Thankful Thursday #42

Image from “Rain”, a breathtaking installation by Stacee Kalmanovsky

This week I’m thankful for…

  • waking to the sound of rain
  • the scent of rain on asphalt wafting in through my open classroom door
  • the little ones whispering in the corner of the class about how much they love school
  • the part of the pumpkin life cycle where they shrink back to the earth
  • my little ones who loved smelling, feeling and examining our old pumpkins with magnifying glasses
  • my bathrobe
  • Donald Miller’s book Through Painted Deserts
  • my dear friend who is on the road trip of his life and calls me to tell me about all the quirky things he sees on the road.  His calls make me laugh so hard that I cry and cry so hard that I laugh.
  • soaking in my hot tub while it drizzles
  • morning prayer time with my hubby
  • my teaching team
  • my Fall clothes
  • hot mint tea on a cold Fall day

Oh So Many Apology Letters

Dear New Sweater,

I’m sorry for catching you in the paper cutter.  Twice.  Ahem.  I’m amazed that, try as I might, I could not cut your fabric.  I mean really, you look so light and airy, but apparently you’re made of Kevlar.  Who knew I’d be getting such protection for $20.  I will now stop trying to chop you to smithereens.

Sincerely,

The girl who shouldn’t be allowed to use sharp objects

P.S.  I’m also sorry for the spaghetti sauce splattering incident at lunch.  You’re a white sweater, you had to see that coming, no?

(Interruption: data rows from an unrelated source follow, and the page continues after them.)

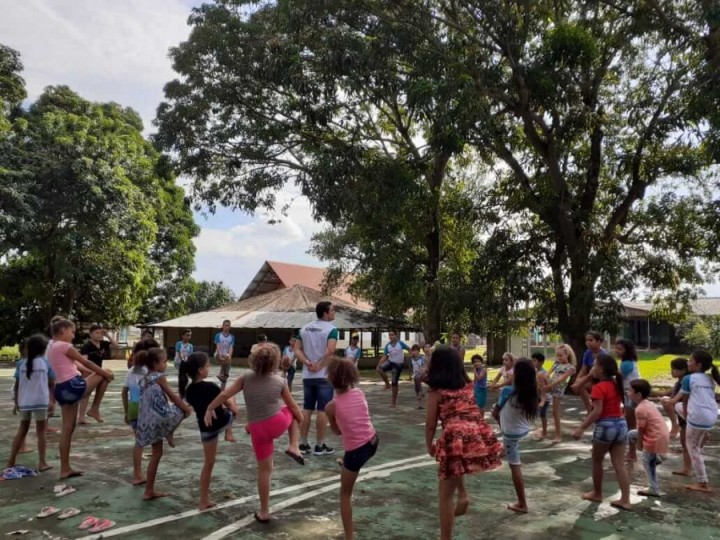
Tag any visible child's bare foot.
[582,491,602,502]
[685,483,712,493]
[143,490,168,501]
[455,497,470,517]
[88,411,105,423]
[60,469,85,480]
[507,503,527,514]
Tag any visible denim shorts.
[503,433,527,465]
[378,360,405,386]
[55,375,87,406]
[303,379,334,412]
[593,417,628,444]
[343,434,380,472]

——————————————————————————-

Dear Terry,

I’m sorry that ice cream, cereal and salads are the extent of my dinner menu.  Thankfully you make a mean batch of vanilla pancakes or we would probably starve.

XOXO,

Your domestically challenged wife

——————————————————————————-

Dear Rocket,

I’m sorry I haven’t taken you out for a spin for a few weeks.  The cobwebs in your spokes are reprehensible.  I’m profoundly sorry and look forward to a reunion soon.  Please, please don’t buck me off in bitterness the next time we meet.

Love,

Alicia

——————————————————————————-

Dear Dentist,

I’m sorry I was a whiny baby in the chair.  In my defense you had to fix things in 3 of the 4 quadrants of my mouth.  And let’s face it, nobody likes to hear “I think I can do this one without numbing you.”  You’re right, it didn’t hurt, but the anticipation of pain caused buckets of perspiration to build up in my armpits and seep onto the chair.  Please accept my apologies for all the whimpering and, no doubt, for the extra time spent mopping up after me.